Le destin tragique de "Lucia di Lammermoor" à l'Opéra de Marseille

Par @Culturebox
Mis à jour le 06/12/2016 à 06H30, publié le 02/02/2014 à 16H50
La jeune soprano tchèque Zuzana Markova éblouissante dans le rôle de Lucia.

La jeune soprano tchèque Zuzana Markova éblouissante dans le rôle de Lucia.

© France 3 / Culturebox

Amour, trahison et morts brutales..."Lucia di Lammermoor" de Gaetano Donizetti possède tous les ingrédients d'un grand opéra. Classique du Bel Canto, cette oeuvre en trois actes est à l'affiche de l'Opéra de Marseille jusqu'au 6 février.

Reportage : M. Coste / E. Zini / T. Havard / S. Micaelli
Ecosse, fin du XVIe siècle. Lucia Ashton aime Edgardo de Ravenswood. Un amour impossible car les deux familles se haïssent. Au bord de la banqueroute, Enrico, le frère de Lucia, décide de la marier avec Lord Arturo. Un mariage arrangé qui se terminera dans un bain de sang : la jeune épousée tuera son mari avant de sombrer dans la folie et de finalement expirer. Quant à son aimé, Edgardo, il mettra fin à ses jours par désespoir.

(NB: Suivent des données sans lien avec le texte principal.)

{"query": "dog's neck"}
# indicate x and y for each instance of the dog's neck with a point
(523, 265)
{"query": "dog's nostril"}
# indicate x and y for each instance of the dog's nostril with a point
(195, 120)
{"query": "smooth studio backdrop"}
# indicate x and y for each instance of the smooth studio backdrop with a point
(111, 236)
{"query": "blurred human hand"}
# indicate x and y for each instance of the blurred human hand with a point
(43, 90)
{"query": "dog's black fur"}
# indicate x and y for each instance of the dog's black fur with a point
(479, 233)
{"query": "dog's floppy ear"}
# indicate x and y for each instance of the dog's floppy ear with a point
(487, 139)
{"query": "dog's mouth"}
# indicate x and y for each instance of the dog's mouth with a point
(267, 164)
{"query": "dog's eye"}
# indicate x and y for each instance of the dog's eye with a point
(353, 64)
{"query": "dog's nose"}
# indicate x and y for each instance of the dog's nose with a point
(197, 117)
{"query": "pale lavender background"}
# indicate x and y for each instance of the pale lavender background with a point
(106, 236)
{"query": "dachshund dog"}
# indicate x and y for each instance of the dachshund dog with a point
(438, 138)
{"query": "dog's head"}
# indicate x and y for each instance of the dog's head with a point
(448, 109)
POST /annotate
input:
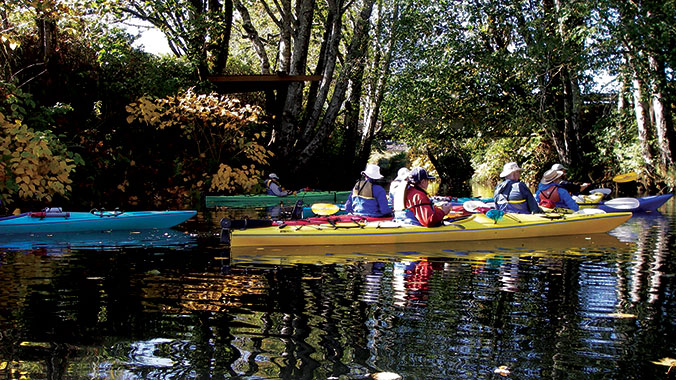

Dès sa création en 1835 à l'Opéra de Naples, "Lucia di Lammermoor" rencontre un succès qui ne s'est depuis jamais démenti. Il faut dire que l'oeuvre en trois actes tirée du roman de Sir Walter Scott ("La fiancée de Lammermoor") possède tous les ingrédients d'un bon opéra : passion, trahison et meurtre, une sainte trinité qui a fait ses preuves, notamment dans "Roméo et Juliette" !

Des scènes mythiques

Chef-d'oeuvre du Bel Canto, "Lucia" offre à ses interpètes deux scènes d'anthologie. Un sextuor presqu'inédit dans l'histoire de l'opéra, au moment où Edgardo découvre le mariage et donc, la trahison de son aimée. Et la scène dite "de la folie" dans laquelle l'héroïne, couverte du sang de son mari qu'elle vient d'assassiner, sombre dans la folie. Un passage d'une intensité émotionnelle peu commune, dans lequel le soprano lyrique de la jeune Zuzana Markova fait merveille.

"Lucia di Lammermoor" de Gaetano Donizetti, livret de Salvatore Cammarano avec Zuzana Markova, Marc Barrard, Giuseppe Gipali...à l'Opéra de Marseille jusqu'au 6 février 2014.